Так он появился, этот весельчак Сторман. Пришел и поставил на перила веранды бутылку мадеры. А в город, по его же словам, входили немцы — событие, которое, должно быть, не производило должного впечатления на этого храбреца Стормана.
Девушки с восторгом глядели на него.
В их глазах Вадька Сторман был чуть ли не героем.
Сторман и сам не отрицал, что до настоящего героя ему осталось самую малость, миллиграмм какой-то, раз плюнуть. Рассказать? Он не против. Но обо всех приключениях, которые выпали на его долю, конечно, не расскажешь… кое-что, впрочем, забыть нельзя.
— Я, собственно, за вами, — сообщил он девушкам, прежде чем поведал им свою героическую историю. — У меня есть задание. Но об этом потом. Дайте мне оглядеться… и не выпить ли нам по бокалу мадеры?
— Сообщи прежде, какое задание, — потребовала Людмила, — а то мы умрем.
— Да, конечно, вы не выдержите, — вздохнул Сторман, и девушки, как ни крепились, не смогли сдержать смеха.
— Будь посерьезнее, — попросила Стормана Шурочка, — тем более, что мы все-таки постарше тебя.
— Только это и заставляет меня сделать постное лицо, — смиренно сказал Сторман, и девушки опять расхохотались.
Вадим не мог вести себя иначе. Нет, он просто не мог — да особенно еще в такой компании.
Когда он только заикнулся о плане Саши Никитина и его друзей, связанном с озером Белым, Людмила взмолилась:
— Расскажи толком, где Саша, Левка Гречинский!
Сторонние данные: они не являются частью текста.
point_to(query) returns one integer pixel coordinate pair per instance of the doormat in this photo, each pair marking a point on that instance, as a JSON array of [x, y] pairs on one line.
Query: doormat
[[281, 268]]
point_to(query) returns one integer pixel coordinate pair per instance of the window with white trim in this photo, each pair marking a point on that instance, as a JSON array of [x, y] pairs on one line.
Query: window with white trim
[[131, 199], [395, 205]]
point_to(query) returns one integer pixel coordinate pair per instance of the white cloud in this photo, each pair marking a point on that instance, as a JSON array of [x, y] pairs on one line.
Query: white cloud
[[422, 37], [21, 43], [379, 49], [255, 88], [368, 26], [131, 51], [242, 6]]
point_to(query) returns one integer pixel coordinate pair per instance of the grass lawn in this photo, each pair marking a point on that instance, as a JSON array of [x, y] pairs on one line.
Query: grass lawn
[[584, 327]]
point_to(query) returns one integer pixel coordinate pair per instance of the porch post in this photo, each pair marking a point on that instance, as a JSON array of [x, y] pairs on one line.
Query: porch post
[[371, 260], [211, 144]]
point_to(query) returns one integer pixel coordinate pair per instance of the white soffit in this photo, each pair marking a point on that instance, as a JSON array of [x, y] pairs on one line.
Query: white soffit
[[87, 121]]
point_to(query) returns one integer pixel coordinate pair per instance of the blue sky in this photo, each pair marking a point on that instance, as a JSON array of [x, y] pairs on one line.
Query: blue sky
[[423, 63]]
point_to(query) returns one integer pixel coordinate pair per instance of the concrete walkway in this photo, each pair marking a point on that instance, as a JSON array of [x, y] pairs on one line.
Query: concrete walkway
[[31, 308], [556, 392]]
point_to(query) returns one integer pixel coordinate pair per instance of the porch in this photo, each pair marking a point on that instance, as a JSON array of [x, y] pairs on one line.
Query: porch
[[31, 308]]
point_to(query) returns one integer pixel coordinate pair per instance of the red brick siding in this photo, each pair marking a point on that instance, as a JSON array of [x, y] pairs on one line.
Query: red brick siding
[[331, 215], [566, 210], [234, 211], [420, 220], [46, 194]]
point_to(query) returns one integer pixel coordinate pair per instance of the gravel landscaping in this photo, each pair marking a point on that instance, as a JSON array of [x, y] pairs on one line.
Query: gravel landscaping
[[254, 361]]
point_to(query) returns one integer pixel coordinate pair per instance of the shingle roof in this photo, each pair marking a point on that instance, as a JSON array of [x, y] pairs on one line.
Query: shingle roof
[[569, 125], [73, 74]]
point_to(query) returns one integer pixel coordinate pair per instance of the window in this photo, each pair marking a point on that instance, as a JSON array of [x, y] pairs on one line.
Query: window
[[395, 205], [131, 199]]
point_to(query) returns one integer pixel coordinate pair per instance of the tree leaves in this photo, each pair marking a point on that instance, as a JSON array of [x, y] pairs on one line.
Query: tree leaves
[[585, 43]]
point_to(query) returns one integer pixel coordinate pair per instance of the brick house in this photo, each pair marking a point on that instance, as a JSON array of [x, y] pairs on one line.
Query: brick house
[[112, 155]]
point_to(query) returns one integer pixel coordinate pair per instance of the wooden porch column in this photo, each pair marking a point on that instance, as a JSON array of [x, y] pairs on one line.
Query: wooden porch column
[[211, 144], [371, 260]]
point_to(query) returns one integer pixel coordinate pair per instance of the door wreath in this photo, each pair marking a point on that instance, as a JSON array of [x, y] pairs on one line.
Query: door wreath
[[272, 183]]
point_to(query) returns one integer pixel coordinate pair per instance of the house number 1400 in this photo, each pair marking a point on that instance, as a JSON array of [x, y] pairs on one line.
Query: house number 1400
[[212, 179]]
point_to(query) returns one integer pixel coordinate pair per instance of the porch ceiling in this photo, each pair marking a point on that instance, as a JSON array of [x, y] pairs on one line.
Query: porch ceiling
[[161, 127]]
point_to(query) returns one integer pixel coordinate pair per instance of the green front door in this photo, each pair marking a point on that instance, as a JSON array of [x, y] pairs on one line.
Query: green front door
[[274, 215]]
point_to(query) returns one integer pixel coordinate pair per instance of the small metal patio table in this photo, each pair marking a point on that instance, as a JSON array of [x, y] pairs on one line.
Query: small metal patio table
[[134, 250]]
— Пригласите же меня в дом, черт вас возьми! — сказал Сторман в тон Людмиле.
Бутылку мадеры все-таки пришлось разлить по банкам — на этом настоял Вадим. Он провозгласил тост за победу и выпил свою порцию до дна.
— Хорошая закуска! — с наслаждением сказал он, с хрустом жуя бурый, в желтых конопатинах огурец.